Training Guide for Speech Pathology Classifier
This guide explains how to train the classifier head for phoneme-level speech pathology detection.
Overview
The system uses Wav2Vec2-XLSR-53 as a frozen feature extractor and trains only the classification head (2-3 layer feedforward network) on phoneme-level labeled data.
Prerequisites
- Labeled Data: 50-100 audio samples with phoneme-level error annotations
- Python Environment: Python 3.10+ with required dependencies
- GPU (recommended): For faster training
Step 1: Data Collection
Using the Annotation Tool
- Launch the data collection interface:
python scripts/data_collection.py
The Gradio interface will open at
http://localhost:7861For each sample:
- Upload or record audio (5-30 seconds, 16kHz WAV)

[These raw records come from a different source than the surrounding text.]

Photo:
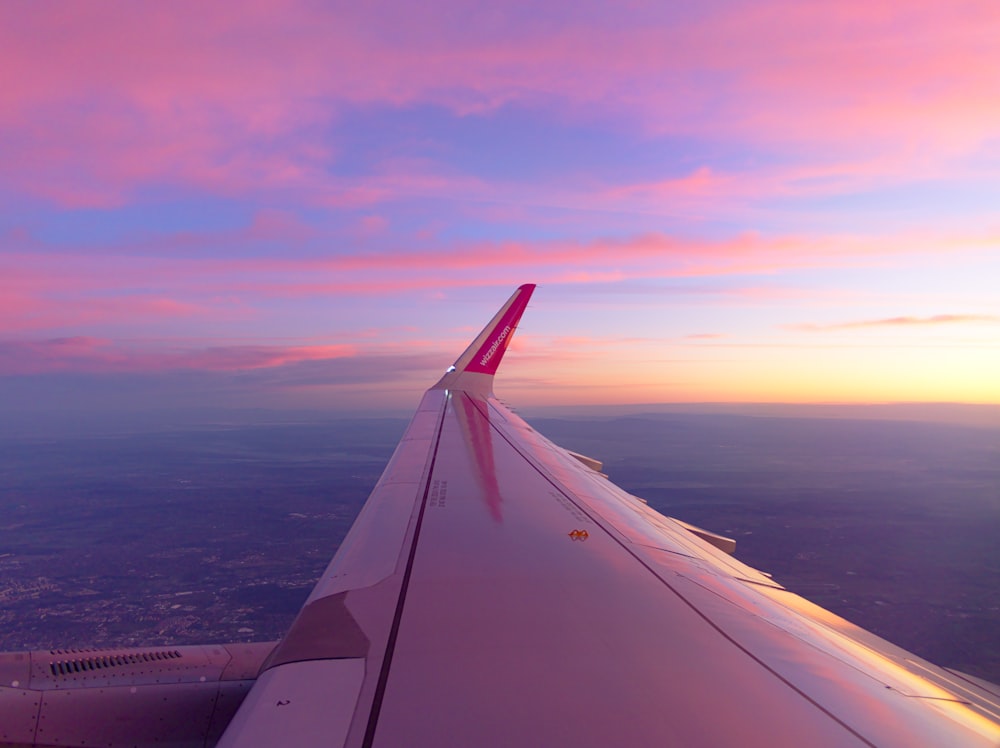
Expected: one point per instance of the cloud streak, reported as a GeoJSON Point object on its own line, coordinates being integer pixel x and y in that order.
{"type": "Point", "coordinates": [932, 321]}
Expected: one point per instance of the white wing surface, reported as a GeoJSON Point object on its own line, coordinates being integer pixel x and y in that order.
{"type": "Point", "coordinates": [497, 590]}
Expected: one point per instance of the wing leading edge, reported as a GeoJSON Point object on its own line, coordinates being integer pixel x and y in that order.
{"type": "Point", "coordinates": [497, 590]}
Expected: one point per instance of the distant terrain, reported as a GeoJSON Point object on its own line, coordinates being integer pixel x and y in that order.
{"type": "Point", "coordinates": [217, 533]}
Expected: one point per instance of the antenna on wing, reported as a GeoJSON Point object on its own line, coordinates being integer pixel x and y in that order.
{"type": "Point", "coordinates": [474, 369]}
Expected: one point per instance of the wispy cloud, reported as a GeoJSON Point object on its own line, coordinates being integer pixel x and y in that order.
{"type": "Point", "coordinates": [938, 319]}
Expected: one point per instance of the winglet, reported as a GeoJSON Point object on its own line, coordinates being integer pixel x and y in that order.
{"type": "Point", "coordinates": [475, 368]}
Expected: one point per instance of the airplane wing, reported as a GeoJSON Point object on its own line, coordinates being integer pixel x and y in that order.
{"type": "Point", "coordinates": [497, 590]}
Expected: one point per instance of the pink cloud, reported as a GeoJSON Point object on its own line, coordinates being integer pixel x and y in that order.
{"type": "Point", "coordinates": [157, 279]}
{"type": "Point", "coordinates": [938, 319]}
{"type": "Point", "coordinates": [126, 95]}
{"type": "Point", "coordinates": [95, 355]}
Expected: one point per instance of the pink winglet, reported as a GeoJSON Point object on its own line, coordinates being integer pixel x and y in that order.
{"type": "Point", "coordinates": [474, 370]}
{"type": "Point", "coordinates": [487, 358]}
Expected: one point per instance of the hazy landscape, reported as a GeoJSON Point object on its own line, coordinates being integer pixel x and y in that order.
{"type": "Point", "coordinates": [217, 533]}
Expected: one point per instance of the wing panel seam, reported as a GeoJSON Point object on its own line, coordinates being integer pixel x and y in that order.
{"type": "Point", "coordinates": [557, 486]}
{"type": "Point", "coordinates": [398, 616]}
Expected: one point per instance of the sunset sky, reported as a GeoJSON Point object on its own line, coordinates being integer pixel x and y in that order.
{"type": "Point", "coordinates": [317, 205]}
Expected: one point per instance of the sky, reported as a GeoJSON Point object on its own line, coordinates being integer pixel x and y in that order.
{"type": "Point", "coordinates": [316, 205]}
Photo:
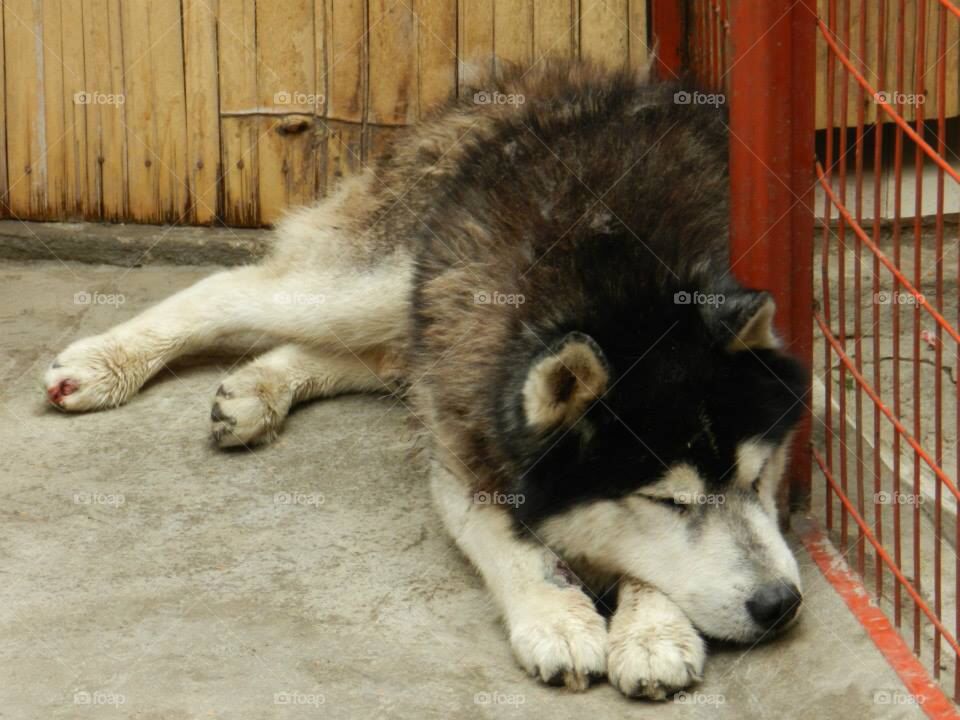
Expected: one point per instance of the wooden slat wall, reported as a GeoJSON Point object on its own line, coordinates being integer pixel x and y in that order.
{"type": "Point", "coordinates": [210, 111]}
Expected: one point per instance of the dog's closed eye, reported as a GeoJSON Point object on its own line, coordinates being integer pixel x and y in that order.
{"type": "Point", "coordinates": [666, 501]}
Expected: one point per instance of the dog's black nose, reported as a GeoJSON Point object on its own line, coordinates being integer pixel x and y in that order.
{"type": "Point", "coordinates": [774, 605]}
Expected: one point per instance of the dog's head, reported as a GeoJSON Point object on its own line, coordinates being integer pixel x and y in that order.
{"type": "Point", "coordinates": [654, 447]}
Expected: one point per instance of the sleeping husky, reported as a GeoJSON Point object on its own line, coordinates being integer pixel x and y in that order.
{"type": "Point", "coordinates": [542, 267]}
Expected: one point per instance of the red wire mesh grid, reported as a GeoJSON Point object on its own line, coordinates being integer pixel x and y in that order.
{"type": "Point", "coordinates": [885, 316]}
{"type": "Point", "coordinates": [883, 310]}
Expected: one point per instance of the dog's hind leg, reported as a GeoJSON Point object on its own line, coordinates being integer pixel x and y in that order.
{"type": "Point", "coordinates": [252, 402]}
{"type": "Point", "coordinates": [247, 309]}
{"type": "Point", "coordinates": [654, 648]}
{"type": "Point", "coordinates": [556, 633]}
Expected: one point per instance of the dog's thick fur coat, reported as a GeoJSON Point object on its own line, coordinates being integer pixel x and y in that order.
{"type": "Point", "coordinates": [548, 279]}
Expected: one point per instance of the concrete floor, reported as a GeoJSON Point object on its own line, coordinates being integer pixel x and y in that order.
{"type": "Point", "coordinates": [147, 575]}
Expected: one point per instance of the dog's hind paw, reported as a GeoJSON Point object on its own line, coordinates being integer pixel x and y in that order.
{"type": "Point", "coordinates": [654, 649]}
{"type": "Point", "coordinates": [95, 373]}
{"type": "Point", "coordinates": [249, 408]}
{"type": "Point", "coordinates": [562, 641]}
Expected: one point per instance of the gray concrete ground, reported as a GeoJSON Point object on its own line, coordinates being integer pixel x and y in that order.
{"type": "Point", "coordinates": [147, 575]}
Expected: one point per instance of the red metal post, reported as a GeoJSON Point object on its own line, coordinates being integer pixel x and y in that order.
{"type": "Point", "coordinates": [667, 22]}
{"type": "Point", "coordinates": [772, 91]}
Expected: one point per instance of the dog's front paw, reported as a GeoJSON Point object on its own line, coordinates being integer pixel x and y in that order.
{"type": "Point", "coordinates": [95, 373]}
{"type": "Point", "coordinates": [655, 665]}
{"type": "Point", "coordinates": [561, 639]}
{"type": "Point", "coordinates": [249, 408]}
{"type": "Point", "coordinates": [654, 649]}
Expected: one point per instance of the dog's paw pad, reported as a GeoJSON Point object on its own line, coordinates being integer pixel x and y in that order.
{"type": "Point", "coordinates": [655, 663]}
{"type": "Point", "coordinates": [92, 374]}
{"type": "Point", "coordinates": [247, 412]}
{"type": "Point", "coordinates": [563, 646]}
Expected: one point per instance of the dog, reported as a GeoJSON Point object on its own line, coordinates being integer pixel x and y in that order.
{"type": "Point", "coordinates": [542, 267]}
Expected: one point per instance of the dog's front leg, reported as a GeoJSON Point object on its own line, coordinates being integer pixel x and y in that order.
{"type": "Point", "coordinates": [654, 648]}
{"type": "Point", "coordinates": [556, 633]}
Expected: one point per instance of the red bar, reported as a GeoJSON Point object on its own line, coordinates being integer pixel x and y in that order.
{"type": "Point", "coordinates": [668, 33]}
{"type": "Point", "coordinates": [935, 703]}
{"type": "Point", "coordinates": [772, 90]}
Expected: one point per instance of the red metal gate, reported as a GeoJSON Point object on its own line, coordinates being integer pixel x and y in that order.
{"type": "Point", "coordinates": [885, 401]}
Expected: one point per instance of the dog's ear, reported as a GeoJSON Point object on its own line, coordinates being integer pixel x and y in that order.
{"type": "Point", "coordinates": [744, 321]}
{"type": "Point", "coordinates": [562, 383]}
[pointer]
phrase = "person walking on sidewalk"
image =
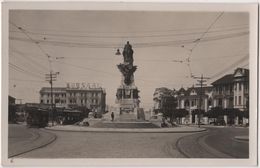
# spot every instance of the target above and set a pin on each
(112, 116)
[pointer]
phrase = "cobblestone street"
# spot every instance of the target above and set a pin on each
(110, 145)
(217, 142)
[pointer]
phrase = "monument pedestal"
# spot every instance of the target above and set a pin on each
(127, 94)
(128, 102)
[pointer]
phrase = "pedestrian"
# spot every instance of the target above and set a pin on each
(112, 116)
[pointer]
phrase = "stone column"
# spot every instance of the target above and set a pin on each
(236, 120)
(206, 104)
(196, 119)
(225, 118)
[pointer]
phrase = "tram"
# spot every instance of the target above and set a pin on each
(37, 117)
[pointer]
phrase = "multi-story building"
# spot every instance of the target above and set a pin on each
(232, 90)
(193, 98)
(93, 98)
(164, 100)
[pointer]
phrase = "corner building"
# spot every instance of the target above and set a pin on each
(93, 98)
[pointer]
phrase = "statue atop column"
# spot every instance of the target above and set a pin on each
(127, 69)
(127, 94)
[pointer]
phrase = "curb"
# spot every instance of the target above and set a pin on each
(242, 138)
(52, 139)
(125, 130)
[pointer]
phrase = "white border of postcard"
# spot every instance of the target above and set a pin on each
(251, 8)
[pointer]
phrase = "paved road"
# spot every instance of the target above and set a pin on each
(110, 145)
(215, 143)
(22, 139)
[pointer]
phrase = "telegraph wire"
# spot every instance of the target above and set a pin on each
(27, 65)
(25, 80)
(139, 32)
(246, 57)
(31, 63)
(125, 36)
(203, 34)
(34, 41)
(137, 45)
(19, 69)
(197, 41)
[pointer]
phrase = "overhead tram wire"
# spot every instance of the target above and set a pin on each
(125, 36)
(246, 57)
(137, 45)
(34, 41)
(30, 59)
(136, 32)
(19, 69)
(35, 66)
(25, 66)
(197, 41)
(202, 36)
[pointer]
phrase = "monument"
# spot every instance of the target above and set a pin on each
(127, 93)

- Enter expected text/transcript
- Extract phonemes (automatic G2P conversion)
- Annotate errors at phoneme level:
- Frame ID where error occurs
- Phoneme with error
- Error type (substitution/omission/distortion/stutter)
- Wrong sound (for substitutions)
- Severity (0-1)
- Timestamp
- Add notes if needed
- Save annotation
Annotations are saved to:
- Audio files:
data/raw/ - Annotations:
data/annotations.json
- Audio files:
Export Training Data
After collecting annotations, export for training:
python scripts/annotation_helper.py
This creates data/training_dataset.json with frame-level labels.
Step 2: Training
Configuration
Edit training/config.yaml to adjust hyperparameters:
batch_size: 16 (adjust based on GPU memory)learning_rate: 0.001num_epochs: 50train_split: 0.8 (80% for training, 20% for validation)
Run Training
python training/train_classifier_head.py --config training/config.yaml
Training will:
- Load training dataset
- Extract Wav2Vec2 features for each sample
- Train classifier head (Wav2Vec2 frozen)
- Save best checkpoint to
models/checkpoints/classifier_head_best.pt - Save last checkpoint to
models/checkpoints/classifier_head_trained.pt
Monitor Training
Training logs include:
- Loss per epoch
- Accuracy per epoch
- Validation metrics
- Best model checkpoint saves
Step 3: Evaluation
Evaluate the trained model:
python training/evaluate_classifier.py \
--checkpoint models/checkpoints/classifier_head_best.pt \
--dataset data/training_dataset.json \
--output training/evaluation_results.json \
--plot training/confusion_matrix.png
This generates:
- Overall accuracy, F1 score, precision, recall
- Per-class accuracy
- Confusion matrix (saved as PNG)
- Confidence analysis
- Detailed metrics JSON
Step 4: Deployment
Once trained, the model automatically loads trained weights on startup:
- Place checkpoint in
models/checkpoints/classifier_head_best.pt - Restart the application
- The model will detect and load trained weights automatically
Verify Training Status
Check API responses for:
model_version: "wav2vec2-xlsr-53-v2-trained" (if trained) or "wav2vec2-xlsr-53-v2-beta" (if untrained)model_trained: true/falseconfidence_filter_threshold: 0.65
Troubleshooting
Issue: "No training dataset found"
Solution: Run scripts/annotation_helper.py to export training data from annotations.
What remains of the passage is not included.